Dinengdeng with Inihaw na Isda, Inihaw na Samaral
Dinengdeng is usually topped with grilled fish, or sometimes fried fish, but mostly grilled fish. It is a healthy vegetable dish, except perhaps for the extra salty bagoong which Ilocano love.
The recipe below is just a guide, there are no hard rules on the quantity and type of vegetables used.
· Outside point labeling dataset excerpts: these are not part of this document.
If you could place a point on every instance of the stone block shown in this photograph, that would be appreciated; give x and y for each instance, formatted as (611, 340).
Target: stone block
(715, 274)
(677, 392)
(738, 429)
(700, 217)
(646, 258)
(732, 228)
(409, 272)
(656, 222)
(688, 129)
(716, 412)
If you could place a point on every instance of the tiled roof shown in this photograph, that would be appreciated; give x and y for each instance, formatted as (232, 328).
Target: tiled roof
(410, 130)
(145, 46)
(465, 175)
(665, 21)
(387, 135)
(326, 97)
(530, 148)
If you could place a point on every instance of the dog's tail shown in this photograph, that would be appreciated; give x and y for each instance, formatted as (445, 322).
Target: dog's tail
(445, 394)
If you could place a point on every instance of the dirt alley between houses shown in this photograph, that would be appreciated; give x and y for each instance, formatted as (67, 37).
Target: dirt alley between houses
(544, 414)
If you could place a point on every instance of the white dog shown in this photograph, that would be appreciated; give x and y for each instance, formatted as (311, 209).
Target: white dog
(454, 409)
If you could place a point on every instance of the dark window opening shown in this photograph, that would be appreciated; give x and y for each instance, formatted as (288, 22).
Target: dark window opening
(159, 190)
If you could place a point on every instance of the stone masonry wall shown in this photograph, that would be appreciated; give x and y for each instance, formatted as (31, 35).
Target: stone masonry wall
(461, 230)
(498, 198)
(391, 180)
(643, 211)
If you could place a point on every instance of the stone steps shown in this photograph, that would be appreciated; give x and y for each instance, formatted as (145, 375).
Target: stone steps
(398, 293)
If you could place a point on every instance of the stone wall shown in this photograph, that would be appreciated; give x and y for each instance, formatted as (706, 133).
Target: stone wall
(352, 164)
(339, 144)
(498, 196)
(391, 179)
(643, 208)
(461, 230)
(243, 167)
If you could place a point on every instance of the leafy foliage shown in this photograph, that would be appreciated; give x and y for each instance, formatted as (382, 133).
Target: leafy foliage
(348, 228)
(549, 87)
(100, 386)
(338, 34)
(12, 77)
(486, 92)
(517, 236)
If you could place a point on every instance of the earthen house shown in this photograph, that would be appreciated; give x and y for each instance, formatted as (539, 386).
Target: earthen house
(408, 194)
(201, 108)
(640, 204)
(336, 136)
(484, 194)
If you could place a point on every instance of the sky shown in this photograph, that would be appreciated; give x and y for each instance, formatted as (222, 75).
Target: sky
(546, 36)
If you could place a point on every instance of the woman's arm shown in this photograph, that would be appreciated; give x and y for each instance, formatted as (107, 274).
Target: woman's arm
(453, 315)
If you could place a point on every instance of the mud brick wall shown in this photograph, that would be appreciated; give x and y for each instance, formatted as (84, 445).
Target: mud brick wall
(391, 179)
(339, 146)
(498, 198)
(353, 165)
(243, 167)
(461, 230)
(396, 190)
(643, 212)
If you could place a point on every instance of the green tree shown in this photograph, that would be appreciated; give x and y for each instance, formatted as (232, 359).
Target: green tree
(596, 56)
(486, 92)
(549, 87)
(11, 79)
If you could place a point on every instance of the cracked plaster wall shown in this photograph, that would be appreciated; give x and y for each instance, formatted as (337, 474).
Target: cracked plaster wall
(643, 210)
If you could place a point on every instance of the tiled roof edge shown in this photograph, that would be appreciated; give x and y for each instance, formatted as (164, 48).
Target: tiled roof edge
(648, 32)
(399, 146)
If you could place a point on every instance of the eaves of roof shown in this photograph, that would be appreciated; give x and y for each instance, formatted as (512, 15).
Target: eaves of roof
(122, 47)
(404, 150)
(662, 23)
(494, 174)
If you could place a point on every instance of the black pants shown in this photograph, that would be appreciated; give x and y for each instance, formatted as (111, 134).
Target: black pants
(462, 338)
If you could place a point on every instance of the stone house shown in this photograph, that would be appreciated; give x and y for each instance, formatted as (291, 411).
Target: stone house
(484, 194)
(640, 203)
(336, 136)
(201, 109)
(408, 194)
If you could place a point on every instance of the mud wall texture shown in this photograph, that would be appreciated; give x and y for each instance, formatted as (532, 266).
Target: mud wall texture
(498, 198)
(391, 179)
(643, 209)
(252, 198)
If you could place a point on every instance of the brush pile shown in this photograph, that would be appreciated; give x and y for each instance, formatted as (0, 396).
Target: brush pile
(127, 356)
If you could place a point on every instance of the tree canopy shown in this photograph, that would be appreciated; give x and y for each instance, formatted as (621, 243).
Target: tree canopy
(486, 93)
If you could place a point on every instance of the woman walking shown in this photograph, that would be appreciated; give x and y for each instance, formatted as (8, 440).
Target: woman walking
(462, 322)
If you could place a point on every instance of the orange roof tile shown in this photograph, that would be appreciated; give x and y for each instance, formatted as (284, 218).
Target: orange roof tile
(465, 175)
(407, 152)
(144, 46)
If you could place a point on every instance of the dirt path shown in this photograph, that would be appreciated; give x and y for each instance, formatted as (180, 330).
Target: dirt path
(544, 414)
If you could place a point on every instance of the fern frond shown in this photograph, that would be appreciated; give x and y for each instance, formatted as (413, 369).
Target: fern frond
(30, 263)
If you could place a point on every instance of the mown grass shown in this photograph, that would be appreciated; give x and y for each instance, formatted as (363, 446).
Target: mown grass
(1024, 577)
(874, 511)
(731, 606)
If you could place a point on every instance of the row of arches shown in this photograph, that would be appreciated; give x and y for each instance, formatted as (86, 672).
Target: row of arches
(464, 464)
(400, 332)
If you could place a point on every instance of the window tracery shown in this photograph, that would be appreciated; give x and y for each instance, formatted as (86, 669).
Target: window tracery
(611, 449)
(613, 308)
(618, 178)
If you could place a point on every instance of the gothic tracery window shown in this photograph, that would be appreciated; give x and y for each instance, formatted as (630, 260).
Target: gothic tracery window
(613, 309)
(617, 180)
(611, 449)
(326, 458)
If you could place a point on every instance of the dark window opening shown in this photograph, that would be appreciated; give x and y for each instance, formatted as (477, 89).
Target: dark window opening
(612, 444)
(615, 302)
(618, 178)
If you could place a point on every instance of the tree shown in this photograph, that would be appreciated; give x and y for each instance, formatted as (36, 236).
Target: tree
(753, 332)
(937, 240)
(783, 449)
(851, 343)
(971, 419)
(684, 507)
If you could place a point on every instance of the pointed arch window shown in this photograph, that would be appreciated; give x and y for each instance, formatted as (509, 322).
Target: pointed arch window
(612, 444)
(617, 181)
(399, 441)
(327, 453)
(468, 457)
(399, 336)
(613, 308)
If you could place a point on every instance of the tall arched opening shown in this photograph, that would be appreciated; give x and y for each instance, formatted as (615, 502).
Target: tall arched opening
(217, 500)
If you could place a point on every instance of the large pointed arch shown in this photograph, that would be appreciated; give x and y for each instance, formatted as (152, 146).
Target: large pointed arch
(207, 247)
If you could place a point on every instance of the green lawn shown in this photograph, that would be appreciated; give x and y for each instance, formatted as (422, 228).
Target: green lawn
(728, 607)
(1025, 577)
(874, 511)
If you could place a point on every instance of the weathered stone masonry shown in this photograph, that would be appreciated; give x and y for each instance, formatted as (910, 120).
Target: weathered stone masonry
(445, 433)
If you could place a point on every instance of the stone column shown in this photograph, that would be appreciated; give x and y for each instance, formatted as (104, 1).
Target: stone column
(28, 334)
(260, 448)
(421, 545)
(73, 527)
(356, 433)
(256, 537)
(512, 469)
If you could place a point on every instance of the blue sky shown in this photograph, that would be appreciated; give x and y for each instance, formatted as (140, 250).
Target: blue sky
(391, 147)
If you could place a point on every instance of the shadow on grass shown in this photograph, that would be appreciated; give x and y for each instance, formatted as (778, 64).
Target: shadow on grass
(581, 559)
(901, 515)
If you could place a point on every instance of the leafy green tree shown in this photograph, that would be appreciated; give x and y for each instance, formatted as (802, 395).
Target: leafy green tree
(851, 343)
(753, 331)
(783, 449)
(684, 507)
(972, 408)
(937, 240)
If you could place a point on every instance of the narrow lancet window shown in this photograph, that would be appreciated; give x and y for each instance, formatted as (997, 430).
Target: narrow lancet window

The grilled fish topping may not be the grilled samaral on the recipe, any inihaw na isda is suitable.
Here is the recipe of my Dinengdeng with Inihaw na Isda, Inihaw na Samaral.
1 big bowl of combination but not limited of the following vegetables
malunggay fruits, skinned, cut into 2” lengths strips
malunggay leaves, removed from stem
upo, cut into wedges
eggplant, skinned, cut into 2” lengths strips
sigarillas, trimmed, sliced diagonally
2 medium size samaral, grilled
2-3 tbsp. bagoong na isda
1 small size onion, chopped
1 medium size tomato, chopped
Dilute bagoong na isda in 3 to 6 cups of water, strain in a sheave and pour solution in a medium size pot bring to boil add in the onion and tomato, simmer for 3 to 5 minutes, remove all scams that rises. Add in all the vegetables, vegetables that will require longer time to cook at the bottom and cook for 3 to 5 minutes or until half cooked.
Now add the leafy vegetables at the top and cook for another 1 to 2 minutes or until vegetables are just cooked but firm, do not overcook. Season with salt if required. Top with the grilled samaral and keep covered for a minute. Serve hot.